A segurança dos repelentes em pediatria depende da substância e concentração; a Icaridina é aceitável a partir de 2 meses em situações de risco, conforme normas vigentes.
A escolha do repelente em pediatria deve considerar a eficácia contra o Aedes aegypti e a segurança toxicológica. O DEET é eficaz, mas sua absorção cutânea exige cautela com a concentração. A Icaridina (derivada da pimenta) oferece proteção prolongada (até 10 horas) e é bem tolerada. O IR3535 é outra opção segura a partir dos 6 meses. Repelentes naturais como óleo de citronela têm volatilidade alta, exigindo reaplicações a cada 20 minutos, o que os torna pouco práticos e menos eficazes para prevenção de doenças.

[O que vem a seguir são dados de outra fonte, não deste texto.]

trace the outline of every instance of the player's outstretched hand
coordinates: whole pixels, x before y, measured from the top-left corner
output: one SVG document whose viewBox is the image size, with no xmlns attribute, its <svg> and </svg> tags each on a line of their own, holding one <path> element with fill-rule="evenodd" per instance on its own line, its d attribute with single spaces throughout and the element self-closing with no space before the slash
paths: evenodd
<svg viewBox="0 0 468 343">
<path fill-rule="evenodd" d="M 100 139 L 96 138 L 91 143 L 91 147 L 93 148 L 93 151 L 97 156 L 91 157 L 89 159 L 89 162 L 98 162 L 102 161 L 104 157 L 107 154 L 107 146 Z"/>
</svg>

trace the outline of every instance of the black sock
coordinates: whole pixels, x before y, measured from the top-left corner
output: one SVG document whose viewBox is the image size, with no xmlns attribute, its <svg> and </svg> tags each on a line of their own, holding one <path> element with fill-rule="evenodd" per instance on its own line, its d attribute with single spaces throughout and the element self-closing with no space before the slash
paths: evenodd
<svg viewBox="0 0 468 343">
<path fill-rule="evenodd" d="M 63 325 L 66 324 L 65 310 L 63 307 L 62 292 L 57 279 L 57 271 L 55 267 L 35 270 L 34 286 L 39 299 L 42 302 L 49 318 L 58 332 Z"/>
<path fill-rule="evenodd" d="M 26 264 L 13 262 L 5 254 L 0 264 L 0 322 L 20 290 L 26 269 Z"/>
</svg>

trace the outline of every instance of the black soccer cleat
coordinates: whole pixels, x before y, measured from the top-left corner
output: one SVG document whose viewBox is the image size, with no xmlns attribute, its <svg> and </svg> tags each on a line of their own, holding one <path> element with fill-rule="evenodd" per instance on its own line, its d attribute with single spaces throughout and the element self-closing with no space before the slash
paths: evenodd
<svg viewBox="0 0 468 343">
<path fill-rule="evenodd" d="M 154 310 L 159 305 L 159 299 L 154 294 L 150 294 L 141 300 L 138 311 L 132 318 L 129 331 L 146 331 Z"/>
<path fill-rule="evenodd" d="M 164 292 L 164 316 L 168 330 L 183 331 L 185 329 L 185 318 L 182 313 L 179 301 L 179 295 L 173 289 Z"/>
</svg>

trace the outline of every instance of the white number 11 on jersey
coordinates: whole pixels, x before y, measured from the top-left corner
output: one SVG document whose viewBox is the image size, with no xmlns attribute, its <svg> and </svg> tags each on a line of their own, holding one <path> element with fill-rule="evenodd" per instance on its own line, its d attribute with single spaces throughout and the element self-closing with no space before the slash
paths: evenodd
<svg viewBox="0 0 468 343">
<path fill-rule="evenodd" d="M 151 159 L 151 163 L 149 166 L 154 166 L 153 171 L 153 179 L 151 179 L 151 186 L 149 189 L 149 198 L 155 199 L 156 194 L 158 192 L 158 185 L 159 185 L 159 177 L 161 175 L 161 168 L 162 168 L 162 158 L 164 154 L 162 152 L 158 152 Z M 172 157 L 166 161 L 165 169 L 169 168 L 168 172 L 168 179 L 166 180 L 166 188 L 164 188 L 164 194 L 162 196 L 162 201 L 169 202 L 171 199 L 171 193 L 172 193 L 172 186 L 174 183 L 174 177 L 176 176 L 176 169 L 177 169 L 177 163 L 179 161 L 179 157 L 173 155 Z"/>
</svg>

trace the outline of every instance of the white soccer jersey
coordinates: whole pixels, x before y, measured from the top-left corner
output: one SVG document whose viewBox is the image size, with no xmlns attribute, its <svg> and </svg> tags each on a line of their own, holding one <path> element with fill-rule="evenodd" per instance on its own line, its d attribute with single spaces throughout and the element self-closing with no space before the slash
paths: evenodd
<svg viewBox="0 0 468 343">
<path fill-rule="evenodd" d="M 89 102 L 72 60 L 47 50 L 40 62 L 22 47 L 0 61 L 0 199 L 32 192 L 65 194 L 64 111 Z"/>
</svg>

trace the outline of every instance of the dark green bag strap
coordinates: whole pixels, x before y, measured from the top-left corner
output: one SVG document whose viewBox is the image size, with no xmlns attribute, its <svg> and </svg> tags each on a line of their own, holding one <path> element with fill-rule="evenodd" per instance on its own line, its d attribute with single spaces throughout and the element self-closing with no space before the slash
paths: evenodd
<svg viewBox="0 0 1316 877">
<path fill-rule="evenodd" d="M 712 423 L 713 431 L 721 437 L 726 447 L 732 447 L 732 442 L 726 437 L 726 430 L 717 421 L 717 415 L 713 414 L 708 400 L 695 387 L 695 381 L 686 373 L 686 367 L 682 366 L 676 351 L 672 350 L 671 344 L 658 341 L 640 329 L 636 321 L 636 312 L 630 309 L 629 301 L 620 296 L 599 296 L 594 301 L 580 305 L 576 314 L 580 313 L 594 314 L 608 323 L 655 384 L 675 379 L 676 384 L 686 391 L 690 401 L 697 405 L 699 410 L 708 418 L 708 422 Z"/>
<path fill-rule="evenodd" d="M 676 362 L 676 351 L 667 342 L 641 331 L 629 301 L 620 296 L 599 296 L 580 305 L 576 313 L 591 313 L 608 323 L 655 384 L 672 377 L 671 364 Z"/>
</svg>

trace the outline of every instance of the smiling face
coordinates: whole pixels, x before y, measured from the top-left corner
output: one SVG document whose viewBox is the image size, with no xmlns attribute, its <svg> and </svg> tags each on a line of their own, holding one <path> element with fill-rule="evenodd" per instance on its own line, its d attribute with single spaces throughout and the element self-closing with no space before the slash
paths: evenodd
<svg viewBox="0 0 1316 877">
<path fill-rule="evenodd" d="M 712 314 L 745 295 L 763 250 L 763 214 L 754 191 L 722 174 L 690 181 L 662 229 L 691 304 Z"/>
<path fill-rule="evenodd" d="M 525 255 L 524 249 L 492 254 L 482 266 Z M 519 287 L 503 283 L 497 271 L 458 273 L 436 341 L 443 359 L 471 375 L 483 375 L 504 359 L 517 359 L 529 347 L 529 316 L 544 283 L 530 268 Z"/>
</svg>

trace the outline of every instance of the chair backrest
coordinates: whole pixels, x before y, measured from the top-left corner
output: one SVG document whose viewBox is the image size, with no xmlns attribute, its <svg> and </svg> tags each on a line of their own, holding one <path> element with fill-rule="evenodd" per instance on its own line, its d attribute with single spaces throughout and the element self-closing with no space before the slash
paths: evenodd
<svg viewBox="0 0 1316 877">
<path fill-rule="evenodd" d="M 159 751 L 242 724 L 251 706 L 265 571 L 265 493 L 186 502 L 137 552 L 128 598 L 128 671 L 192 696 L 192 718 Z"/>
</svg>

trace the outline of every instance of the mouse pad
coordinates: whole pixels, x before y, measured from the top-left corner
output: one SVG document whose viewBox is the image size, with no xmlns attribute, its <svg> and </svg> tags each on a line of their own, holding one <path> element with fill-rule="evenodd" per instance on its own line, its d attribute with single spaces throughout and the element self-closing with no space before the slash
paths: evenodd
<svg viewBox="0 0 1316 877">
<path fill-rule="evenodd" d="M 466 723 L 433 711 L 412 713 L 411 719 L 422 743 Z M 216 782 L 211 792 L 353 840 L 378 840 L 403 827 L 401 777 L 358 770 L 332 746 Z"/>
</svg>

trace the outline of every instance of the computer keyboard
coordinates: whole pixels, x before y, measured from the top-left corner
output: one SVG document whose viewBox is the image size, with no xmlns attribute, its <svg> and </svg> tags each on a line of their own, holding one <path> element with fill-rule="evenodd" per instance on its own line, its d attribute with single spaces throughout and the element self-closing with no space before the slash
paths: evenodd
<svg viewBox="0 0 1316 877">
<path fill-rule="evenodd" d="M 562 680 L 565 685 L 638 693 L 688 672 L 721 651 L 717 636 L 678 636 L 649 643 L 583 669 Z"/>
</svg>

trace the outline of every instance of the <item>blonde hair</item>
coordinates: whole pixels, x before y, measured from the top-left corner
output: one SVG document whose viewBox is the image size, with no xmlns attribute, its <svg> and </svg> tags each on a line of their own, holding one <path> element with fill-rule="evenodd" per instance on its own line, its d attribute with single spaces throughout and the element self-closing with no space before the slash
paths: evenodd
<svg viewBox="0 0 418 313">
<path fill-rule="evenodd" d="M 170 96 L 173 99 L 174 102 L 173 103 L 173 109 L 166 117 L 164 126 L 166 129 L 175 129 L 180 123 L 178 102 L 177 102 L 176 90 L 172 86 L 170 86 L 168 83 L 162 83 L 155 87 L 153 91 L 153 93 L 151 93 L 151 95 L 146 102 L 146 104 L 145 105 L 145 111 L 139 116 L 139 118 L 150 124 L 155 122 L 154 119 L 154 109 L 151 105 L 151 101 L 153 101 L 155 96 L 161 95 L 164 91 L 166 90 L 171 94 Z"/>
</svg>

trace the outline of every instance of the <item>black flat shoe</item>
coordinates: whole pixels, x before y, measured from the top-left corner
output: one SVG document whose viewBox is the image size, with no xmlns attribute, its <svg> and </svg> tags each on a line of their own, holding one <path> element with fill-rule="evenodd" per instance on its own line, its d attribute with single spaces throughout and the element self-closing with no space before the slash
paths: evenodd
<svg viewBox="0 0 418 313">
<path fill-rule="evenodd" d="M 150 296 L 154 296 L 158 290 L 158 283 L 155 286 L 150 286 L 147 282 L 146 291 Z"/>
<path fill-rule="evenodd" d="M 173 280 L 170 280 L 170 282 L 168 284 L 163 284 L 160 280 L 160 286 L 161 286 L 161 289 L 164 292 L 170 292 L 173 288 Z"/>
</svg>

Segundo a ANVISA, repelentes à base de DEET em concentrações de até 10% podem ser utilizados em crianças a partir dos 2 anos de idade. O uso abaixo dessa idade não é recomendado rotineiramente no Brasil.
A Icaridina apresenta menor potencial de irritação cutânea e toxicidade sistêmica em comparação ao DEET. Formulações específicas podem ser utilizadas a partir de 2 meses de vida em situações de exposição intensa.
Não é recomendado o uso de produtos 2 em 1. O protetor solar deve ser aplicado primeiro, seguido pelo repelente após 15-30 minutos, pois as frequências de reaplicação são diferentes e o repelente pode reduzir a eficácia do filtro solar.